Ao sairmos de Coimbra foram instalados 14 passageiros na coberta do carro, o que dava a totalidade de 28 pernas penduradas à vontade, em todas as direcções do carro, como se fossem pingentes ou filigranas.
Não pudemos suportar então a liberdade daquelas pernas que vinham até nossas cabeças e no auge do nosso protesto, perguntámos ao vizinho defronte se aquilo era proibido.
- É, e tanto que meteram os passageiros fora de portas para a polícia não intervir.
- Mas intervenho eu, disse o companheiro António, tirando o seu bonet de seda e pasando a mão pela testa, toda cheia de globulos de suor, como diamantes ou como gotas de orvalho espreguiçadas nas folhas de uma couve ao sol brilhante de Abril.
- Não faça caso acudiu um respeitavel prior que ia também de viagem; atice-lhe quatro lambadas boas; e essas pernas se recolherão como corninhos de caracóis.
E assim foi.
Passámos ao Choupal, o poético e maravilhoso lugar tão cantado por poetas e prosadores(...). E assim chegámos a Lavariz, a estaçaõ da muda de cavalos.
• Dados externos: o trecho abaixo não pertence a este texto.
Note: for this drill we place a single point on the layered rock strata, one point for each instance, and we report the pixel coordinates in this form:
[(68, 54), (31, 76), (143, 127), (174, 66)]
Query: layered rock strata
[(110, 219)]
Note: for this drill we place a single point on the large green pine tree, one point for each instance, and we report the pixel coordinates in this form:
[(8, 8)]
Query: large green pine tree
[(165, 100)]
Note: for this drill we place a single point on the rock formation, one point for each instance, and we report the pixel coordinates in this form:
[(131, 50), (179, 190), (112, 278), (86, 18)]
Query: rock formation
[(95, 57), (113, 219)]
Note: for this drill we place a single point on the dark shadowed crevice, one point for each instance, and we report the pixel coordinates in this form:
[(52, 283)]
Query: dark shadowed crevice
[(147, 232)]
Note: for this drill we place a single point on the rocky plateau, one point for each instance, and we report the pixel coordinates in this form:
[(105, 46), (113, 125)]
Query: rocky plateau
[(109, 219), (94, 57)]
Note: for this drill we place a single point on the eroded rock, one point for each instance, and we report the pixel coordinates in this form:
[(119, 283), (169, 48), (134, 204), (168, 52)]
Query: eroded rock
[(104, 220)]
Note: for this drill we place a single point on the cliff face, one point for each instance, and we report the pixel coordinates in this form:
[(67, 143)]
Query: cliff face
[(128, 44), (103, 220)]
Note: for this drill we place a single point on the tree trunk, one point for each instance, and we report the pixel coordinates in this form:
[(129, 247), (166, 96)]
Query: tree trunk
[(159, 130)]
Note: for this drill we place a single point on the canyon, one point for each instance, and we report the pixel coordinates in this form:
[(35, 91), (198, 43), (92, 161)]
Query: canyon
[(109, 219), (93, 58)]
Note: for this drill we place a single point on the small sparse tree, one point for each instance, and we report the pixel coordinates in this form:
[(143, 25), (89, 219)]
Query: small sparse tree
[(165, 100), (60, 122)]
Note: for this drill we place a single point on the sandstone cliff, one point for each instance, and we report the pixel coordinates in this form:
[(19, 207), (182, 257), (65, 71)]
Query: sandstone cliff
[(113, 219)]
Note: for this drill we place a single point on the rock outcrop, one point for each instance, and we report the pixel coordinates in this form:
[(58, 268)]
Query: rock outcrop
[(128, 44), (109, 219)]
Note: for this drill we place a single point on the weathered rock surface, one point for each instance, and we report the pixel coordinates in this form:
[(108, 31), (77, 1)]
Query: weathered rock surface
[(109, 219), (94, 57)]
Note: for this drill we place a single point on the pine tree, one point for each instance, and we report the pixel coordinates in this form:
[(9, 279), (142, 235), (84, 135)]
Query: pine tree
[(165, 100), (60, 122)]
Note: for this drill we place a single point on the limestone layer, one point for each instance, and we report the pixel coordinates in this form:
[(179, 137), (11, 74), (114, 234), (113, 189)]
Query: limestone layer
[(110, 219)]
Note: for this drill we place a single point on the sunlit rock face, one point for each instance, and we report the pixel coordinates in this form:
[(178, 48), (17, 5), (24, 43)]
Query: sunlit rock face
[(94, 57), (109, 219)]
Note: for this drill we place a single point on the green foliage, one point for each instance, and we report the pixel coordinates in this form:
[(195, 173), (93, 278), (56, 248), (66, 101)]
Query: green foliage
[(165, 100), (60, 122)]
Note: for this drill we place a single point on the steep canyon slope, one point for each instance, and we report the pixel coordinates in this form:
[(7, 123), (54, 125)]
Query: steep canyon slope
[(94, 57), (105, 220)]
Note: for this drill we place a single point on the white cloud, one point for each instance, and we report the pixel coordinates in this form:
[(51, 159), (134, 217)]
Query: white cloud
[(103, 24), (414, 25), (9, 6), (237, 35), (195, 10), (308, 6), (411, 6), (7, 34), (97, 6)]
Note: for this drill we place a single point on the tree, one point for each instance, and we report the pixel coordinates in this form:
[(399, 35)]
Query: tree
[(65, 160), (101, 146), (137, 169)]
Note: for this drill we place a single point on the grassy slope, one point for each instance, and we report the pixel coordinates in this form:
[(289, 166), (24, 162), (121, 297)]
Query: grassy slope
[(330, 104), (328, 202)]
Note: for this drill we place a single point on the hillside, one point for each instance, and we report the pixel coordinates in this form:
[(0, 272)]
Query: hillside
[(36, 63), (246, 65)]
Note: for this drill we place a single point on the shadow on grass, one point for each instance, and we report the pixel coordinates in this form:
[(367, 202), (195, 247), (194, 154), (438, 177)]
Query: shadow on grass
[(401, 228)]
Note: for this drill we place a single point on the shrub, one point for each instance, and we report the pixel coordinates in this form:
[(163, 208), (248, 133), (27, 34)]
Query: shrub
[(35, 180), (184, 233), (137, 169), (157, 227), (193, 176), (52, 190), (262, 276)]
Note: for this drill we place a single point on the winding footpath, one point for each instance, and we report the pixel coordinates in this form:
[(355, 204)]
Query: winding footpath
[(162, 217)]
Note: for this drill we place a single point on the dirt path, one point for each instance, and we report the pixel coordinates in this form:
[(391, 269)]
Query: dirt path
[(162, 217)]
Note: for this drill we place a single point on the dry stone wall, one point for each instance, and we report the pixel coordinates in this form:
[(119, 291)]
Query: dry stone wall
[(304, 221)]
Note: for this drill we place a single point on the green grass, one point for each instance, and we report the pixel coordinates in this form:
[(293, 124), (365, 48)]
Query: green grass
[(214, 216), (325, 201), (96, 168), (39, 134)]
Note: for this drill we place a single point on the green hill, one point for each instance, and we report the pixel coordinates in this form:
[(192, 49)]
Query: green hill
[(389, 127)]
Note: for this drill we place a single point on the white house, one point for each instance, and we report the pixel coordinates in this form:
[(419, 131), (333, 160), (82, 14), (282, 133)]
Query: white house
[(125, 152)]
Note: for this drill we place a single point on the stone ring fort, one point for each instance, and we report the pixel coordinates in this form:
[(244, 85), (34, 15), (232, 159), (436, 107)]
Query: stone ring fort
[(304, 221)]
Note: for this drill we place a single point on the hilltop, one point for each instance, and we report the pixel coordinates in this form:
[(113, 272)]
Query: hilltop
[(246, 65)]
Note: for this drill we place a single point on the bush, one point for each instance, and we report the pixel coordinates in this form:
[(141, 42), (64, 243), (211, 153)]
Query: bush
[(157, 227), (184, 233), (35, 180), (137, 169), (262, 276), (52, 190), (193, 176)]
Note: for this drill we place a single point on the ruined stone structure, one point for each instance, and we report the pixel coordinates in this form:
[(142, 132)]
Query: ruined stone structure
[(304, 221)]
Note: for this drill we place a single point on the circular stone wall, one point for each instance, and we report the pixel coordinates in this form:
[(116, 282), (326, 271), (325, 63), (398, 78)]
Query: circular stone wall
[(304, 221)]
Dali em diante iam em cima só 4 passageiros que se acomodaram melhor. Começou então o ataque às rabanadas e laranjas duma passageira da Figueira (...) os arrozais com as suas águas estagnadas, pareciam espelhos encaixilhados na terra - e o sol fotografava fortemente os seus raios naqueles caixilhos(...) A estrada muito alongada, muito direita, era abordada de choupos - perdendo-se lá ao fim entre a ramagem das árvores.
A frescura da vegetação e muitos grandes cactus que adornam a estrada dão-lhe um tom de perspectiva admirável.
Os balanços do carro tiravam-nos muitas vezes da respeitosa admiração em que íamos(...)
Chegamos à Figueira (Praça Nova, junto à rua das Flores) entre os raios dourados do sol que se ia escondendo e o oferecimento generoso de valentes mocetonas que estendiam os braços vermelhos, quase cor de lagosta, para nos levar as malas e até a nós, se caíssemos nessa doce condescêndencia.